# Web Site is Live Today!



## HigginsMechanical (Dec 12, 2011)

Hey All,

Finally have a new web site up and running for "donBuys.com" and the banner is out in front of the warehouse (on a good busy street) I've been circulating business cards and have taken in quite a bit of scrap lately... (Alarm system is fully operation too. :idea: )

Friends remain a great avenue for referrals...

http://www.donBuys.com


----------



## joem (Dec 12, 2011)

nice simple site.
do many people ask you what you pay before they come in?


----------



## HigginsMechanical (Dec 13, 2011)

joem said:


> nice simple site.
> do many people ask you what you pay before they come in?



Thanks for the compliment on the web site...

I won't quote them until I have seen what they have. So far, most don't quite know what they have... They might think its solid 14k when its only 1/20th gold filled... If the silver coins are badly worn down, it affects the overall silver content. Silver coins need to be weighed. They don't know how to account for the precious gem stones or the weights of mounted stones and gems. There are always some variables to consider.

Mainly though, most people who are shopping around don't quite know how to compare apples to apples from the information they get and some buyers they call might quote more than they intend to give, just to get them in the door. Not to mention the person on the phone might be a competitor checking prices. So, I just choose to not quote over the phone or e-mail, so I can look people in the eye and give them a detailed explanation of what I am doing and create the environment for an honorable transaction. I refuse to play games with people and I expect the same courtesy in return. 

Hope this helps!


----------



## joem (Dec 13, 2011)

What do you consider a fair percentage to offer?


----------



## Smack (Dec 13, 2011)

Not much time to re-type what is on front page but needs proof reading. Look at the left banner.....or whatever its called.


----------



## HigginsMechanical (Dec 14, 2011)

Smack said:


> Not much time to re-type what is on front page but needs proof reading. Look at the left banner.....or whatever its called.




Thank you!


----------



## HigginsMechanical (Dec 14, 2011)

joem said:


> What do you consider a fair percentage to offer?




"Fair percentage" is a subjective opinion, and one you must decide, but if you are trying to be as far as possible, I will say to look closely at your start up costs as well as the costs to replenish the refining operation consumables and then add what you would like to make plus recoup your costs and create a small "return on investment" and thus arrive at your payouts. I'm doing everything I can with an eye on paying people absolutely as much as possible- I do not aim to become "rich" from this.

This business side stuff is all based on estimated traffic. Will you have $300 a week walk in the door, $500.00 a day? $10,000.00 a week? More volume can equal smaller markup (higher payout), making you even more competitive.


Sorry there's no magic number that I would advise, but maybe if you check with all your competitors in the area (bring them samples and get quotes) you can figure out where you want to position yourself. (Play really dumb when you go in there to find their true motive and prices paid)

Good luck!


----------



## HigginsMechanical (Dec 22, 2011)

Smack said:


> Not much time to re-type what is on front page but needs proof reading. Look at the left banner.....or whatever its called.

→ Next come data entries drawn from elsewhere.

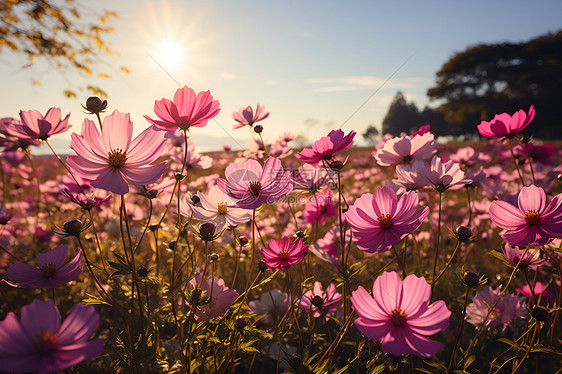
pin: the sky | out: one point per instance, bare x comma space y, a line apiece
315, 65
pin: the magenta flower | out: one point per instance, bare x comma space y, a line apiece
282, 254
381, 219
320, 207
247, 117
400, 316
187, 110
38, 341
111, 159
326, 147
52, 271
320, 303
506, 126
404, 150
33, 125
535, 221
252, 186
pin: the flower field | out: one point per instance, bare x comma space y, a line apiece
141, 255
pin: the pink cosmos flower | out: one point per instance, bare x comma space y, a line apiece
326, 147
217, 207
217, 296
534, 221
381, 219
509, 309
247, 117
38, 341
320, 207
525, 259
506, 126
52, 271
400, 316
252, 186
185, 111
111, 159
33, 125
282, 254
318, 302
443, 175
404, 150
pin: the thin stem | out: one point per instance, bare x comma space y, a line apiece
437, 237
515, 163
448, 263
460, 329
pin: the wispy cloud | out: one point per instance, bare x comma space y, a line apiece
363, 82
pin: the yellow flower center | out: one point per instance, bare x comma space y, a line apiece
398, 317
283, 255
117, 158
532, 217
222, 208
385, 222
46, 341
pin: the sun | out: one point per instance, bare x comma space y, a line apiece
170, 54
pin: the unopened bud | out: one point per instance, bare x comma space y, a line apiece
317, 301
73, 227
95, 105
463, 234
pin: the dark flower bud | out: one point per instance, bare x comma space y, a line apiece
337, 165
207, 231
95, 105
463, 234
243, 241
471, 279
317, 301
240, 324
142, 271
195, 295
73, 227
295, 361
539, 313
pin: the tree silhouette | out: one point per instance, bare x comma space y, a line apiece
63, 33
487, 79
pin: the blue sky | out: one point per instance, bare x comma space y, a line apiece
313, 64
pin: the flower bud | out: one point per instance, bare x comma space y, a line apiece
73, 227
471, 279
317, 301
243, 241
95, 105
539, 313
142, 271
262, 266
240, 324
207, 231
463, 234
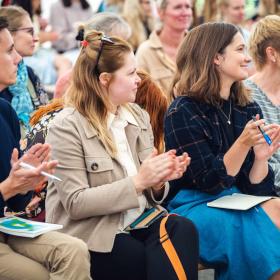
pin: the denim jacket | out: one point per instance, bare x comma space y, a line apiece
194, 127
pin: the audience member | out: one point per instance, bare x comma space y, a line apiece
211, 119
269, 7
52, 255
115, 6
150, 97
265, 50
157, 55
27, 94
65, 15
108, 165
45, 61
141, 17
233, 11
110, 24
209, 11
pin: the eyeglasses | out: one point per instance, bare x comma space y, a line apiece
29, 30
103, 39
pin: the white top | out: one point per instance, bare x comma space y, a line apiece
116, 124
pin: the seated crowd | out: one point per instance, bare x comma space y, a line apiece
156, 109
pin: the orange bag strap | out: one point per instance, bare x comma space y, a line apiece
170, 250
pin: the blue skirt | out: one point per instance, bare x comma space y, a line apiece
243, 245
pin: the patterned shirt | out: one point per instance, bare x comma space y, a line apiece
271, 115
195, 128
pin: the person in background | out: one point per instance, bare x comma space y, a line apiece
114, 6
109, 165
65, 15
52, 255
211, 119
27, 94
209, 11
233, 11
152, 99
264, 48
157, 55
268, 7
45, 61
141, 17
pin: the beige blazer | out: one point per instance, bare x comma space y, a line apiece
151, 58
95, 188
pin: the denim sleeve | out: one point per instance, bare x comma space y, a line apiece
187, 133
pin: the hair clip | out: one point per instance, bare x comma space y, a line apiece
84, 43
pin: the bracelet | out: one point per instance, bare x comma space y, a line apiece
159, 188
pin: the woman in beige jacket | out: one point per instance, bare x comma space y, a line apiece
110, 172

Web site scripting has been revised... Thank you for your suggestions, I appreciate the editorial review!

Below is the billboard that will run locally from mid January to the end of February... Hope it does well!


----------



## MMFJ (Dec 31, 2011)

You hadn't mentioned it, but I'm sure you are in compliance with your local laws concerning buying/selling jewelry and coins (most states, including Ohio, require anyone buying/selling such things to have a 'second-hand dealer' license) 

For anyone wanting to do this, you should do an internet search for your area (search the term "second hand dealer gold silver" and your state should bring in good results - then look for the most 'official' one you can find that is a .gov or other state maintained site) - a quick search for Ohio and I found this one - http://codes.ohio.gov/orc/4728

The way your website reads, you are stating you are a private investor, but by the law in most areas, you must be a second-hand dealer or pawn broker. I'm not making any legal determination or suggestion, just wanting to make sure you are careful and know all the 'gotchas' that you might want to research further - I know I ran into this in Las Vegas and there's not only a license issue, but a holding and reporting one that really puts a crimp on your profits and just how much you can process (yeah, Big Brother making real sure you don't make too much money..... 

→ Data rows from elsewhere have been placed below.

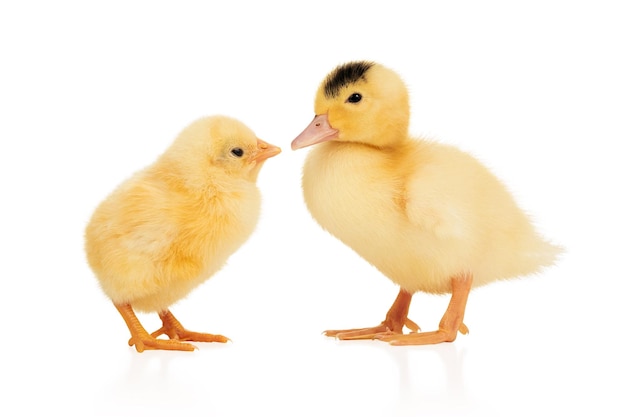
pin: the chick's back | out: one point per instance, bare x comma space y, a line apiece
168, 228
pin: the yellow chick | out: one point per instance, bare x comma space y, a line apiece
428, 216
171, 226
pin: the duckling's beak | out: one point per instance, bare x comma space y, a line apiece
265, 150
318, 131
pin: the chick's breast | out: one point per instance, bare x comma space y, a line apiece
150, 243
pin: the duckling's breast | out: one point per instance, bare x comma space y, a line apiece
354, 194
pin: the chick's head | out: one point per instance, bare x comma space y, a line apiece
217, 145
360, 102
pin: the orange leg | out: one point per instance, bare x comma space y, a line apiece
393, 324
142, 340
450, 324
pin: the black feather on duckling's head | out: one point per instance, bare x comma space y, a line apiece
359, 101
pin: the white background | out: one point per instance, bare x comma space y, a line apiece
90, 92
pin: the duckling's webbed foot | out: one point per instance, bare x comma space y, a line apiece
393, 324
451, 323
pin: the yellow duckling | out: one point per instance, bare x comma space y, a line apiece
428, 216
174, 224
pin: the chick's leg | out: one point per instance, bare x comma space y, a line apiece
450, 324
140, 337
393, 324
175, 331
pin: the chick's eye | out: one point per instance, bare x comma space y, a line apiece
354, 98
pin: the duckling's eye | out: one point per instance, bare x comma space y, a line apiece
354, 98
238, 152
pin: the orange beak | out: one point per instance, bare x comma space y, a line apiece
318, 131
265, 151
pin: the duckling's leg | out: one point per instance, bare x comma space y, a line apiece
393, 324
174, 330
450, 324
140, 337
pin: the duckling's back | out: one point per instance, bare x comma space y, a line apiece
421, 213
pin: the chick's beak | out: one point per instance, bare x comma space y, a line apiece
318, 131
265, 151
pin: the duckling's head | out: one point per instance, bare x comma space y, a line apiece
361, 102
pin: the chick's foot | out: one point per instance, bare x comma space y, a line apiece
175, 331
393, 324
140, 337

Check your local laws BEFORE getting into any sort of new business - and certainly if you are trying to expand and using the location of an existing business (it could get in a lot of trouble as well!)


----------



## HigginsMechanical (Jan 3, 2012)

MMFJ said:


> You hadn't mentioned it, but I'm sure you are in compliance with your local laws concerning buying/selling jewelry and coins (most states, including Ohio, require anyone buying/selling such things to have a 'second-hand dealer' license)
> 
> Check your local laws BEFORE getting into any sort of new business - and certainly if you are trying to expand and using the location of an existing business (it could get in a lot of trouble as well!)




Very well said and sage advise for anyone considering any type of business venture... There are Federal, State and local laws to contend and comply with!


----------